Il tono di VERDE  divenne quasi triste.
Ma Nocciolo non sembrò spaventato da quella descrizione.

Invece, con uno sforzo, piegò i rami striminziti
verso VERDE e gli chiese: «Signore, potrebbe
ABBRACCIARMI?». «Abbracciarti?», gli fece eco
Verde, stupito. Era una cosa che non gli aveva mai domandato
nessuno in tutta la sua vita.

Ma nell’istante in cui rifletté su questo, avvertì delle minuscole
punzecchiature farglisi addosso. Erano le BRACCIA di Nocciolo
che s’erano spinte verso di lui.
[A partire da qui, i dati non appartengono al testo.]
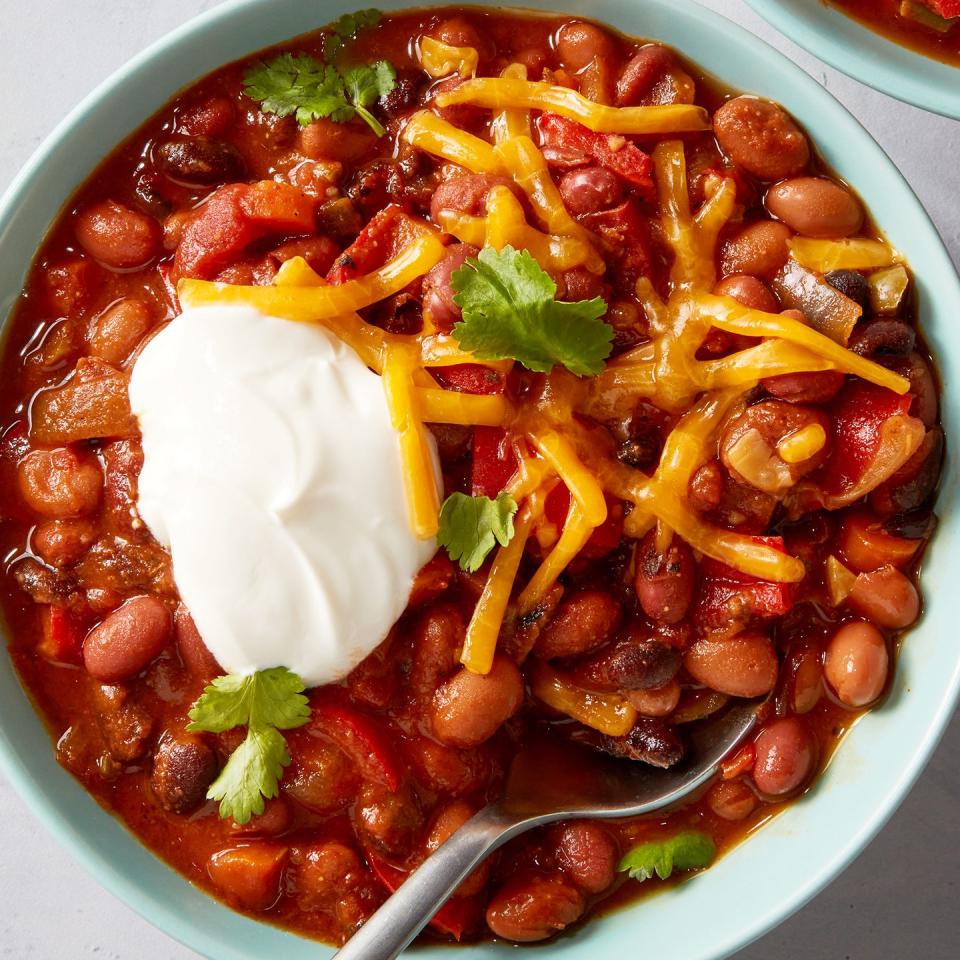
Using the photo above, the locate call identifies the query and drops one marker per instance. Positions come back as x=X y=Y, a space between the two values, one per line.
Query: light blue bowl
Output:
x=865 y=55
x=784 y=864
Fu una sensazione così nuova
e strana, per VERDE, che si sciolse.

Si sciolse come solo l’affetto e la tenerezza sanno farci
sciogliere, e per i colori le cose non vanno in modo diverso
che per gli umani.

Quell’abbraccio funzionò come
un potere stregato: i miseri bastoncini di Nocciolo
si riempirono di un’infinita quantità di piccole,
allegre FOGLIE ovali, con i margini seghettati
e un lungo picciolo, d’un VERDE incantevole,
più scuro di sopra e più chiaro di sotto.
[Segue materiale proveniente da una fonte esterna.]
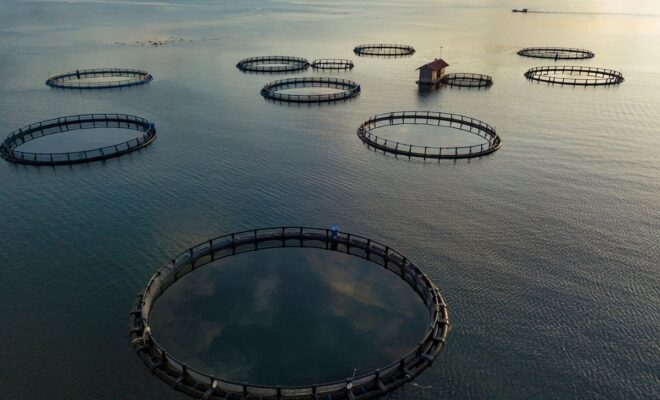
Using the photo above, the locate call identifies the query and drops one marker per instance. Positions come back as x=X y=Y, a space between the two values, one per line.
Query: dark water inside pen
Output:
x=546 y=252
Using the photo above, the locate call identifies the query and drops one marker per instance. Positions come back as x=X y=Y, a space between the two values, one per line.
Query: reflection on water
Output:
x=289 y=317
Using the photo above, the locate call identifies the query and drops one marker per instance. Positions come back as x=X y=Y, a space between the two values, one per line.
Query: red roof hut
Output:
x=432 y=72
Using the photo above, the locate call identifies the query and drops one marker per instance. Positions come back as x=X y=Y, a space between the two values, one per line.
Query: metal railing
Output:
x=348 y=89
x=467 y=80
x=68 y=80
x=587 y=76
x=385 y=50
x=261 y=64
x=456 y=121
x=371 y=385
x=557 y=53
x=76 y=122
Chiunque quella domenica si trovò a passare di lì,
per cercare aria buona e spensieratezza, si fermò
ad AMMIRARE il piccolo Nocciolo.

La meraviglia che regalava era così intensa che tutti,
allontanandosi, si prendevano chi per mano,
chi sotto braccio e proseguivano la passeggiata più quieti,
fiduciosi e felici di prima. Da quel giorno
VERDE e Nocciolo divennero amici inseparabili.